The security heuristic
Never trust AI with security-critical code without thorough review. Authentication flows, authorization checks, input sanitization, encryption implementations, secret management. These areas have subtle failure modes where “almost right” equals “completely compromised.”
This isn’t a comment on AI capability – it’s basic risk management. The cost of a security bug is orders of magnitude higher than the cost of a logic bug. Adjust your verification accordingly.
What failures teach you
Here’s the counterintuitive part: every AI mistake you catch makes you a better developer. When AI generates a plausible-but-wrong solution, you practice the exact skill that makes senior developers valuable – evaluating code critically and spotting hidden assumptions. When AI uses a deprecated pattern and you catch it, you reinforce your understanding of why the ecosystem moved on. These reps build judgment faster than writing code from scratch.

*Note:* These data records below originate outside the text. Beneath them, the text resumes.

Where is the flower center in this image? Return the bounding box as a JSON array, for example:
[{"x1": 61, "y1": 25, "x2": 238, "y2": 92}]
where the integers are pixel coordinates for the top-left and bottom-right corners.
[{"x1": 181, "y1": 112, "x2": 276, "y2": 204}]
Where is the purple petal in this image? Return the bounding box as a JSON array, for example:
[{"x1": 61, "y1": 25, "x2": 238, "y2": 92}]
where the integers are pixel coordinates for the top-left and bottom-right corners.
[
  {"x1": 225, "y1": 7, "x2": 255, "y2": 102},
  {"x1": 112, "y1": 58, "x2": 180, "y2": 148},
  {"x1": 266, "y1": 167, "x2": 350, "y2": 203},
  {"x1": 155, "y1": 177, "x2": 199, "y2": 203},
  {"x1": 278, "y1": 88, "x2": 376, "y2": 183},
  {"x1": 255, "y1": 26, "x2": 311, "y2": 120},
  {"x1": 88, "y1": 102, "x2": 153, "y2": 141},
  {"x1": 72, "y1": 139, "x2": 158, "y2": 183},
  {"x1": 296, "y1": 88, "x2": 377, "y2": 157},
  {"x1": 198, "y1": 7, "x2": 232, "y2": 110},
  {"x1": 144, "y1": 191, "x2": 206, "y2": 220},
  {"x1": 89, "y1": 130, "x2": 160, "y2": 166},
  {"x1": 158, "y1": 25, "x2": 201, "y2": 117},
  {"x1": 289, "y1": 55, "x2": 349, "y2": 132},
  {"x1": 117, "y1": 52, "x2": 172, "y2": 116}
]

A practical verification workflow
For any non-trivial AI-generated code:
- Read the approach before the code. Does the overall strategy make sense?
- Check imports and dependencies. Do these packages actually exist?
- Trace the happy path mentally. Walk through with a concrete example.
- Identify the edges. What inputs would break this?
- Run it. Nothing replaces actual execution.
AI will get better. Hallucinations will become rarer. But they’ll never reach zero, and the cost of undetected errors will always be high. The developers who thrive with AI tools aren’t the ones who trust unconditionally or reject reflexively – they’re the ones who’ve developed calibrated judgment about when to lean in and when to look closer.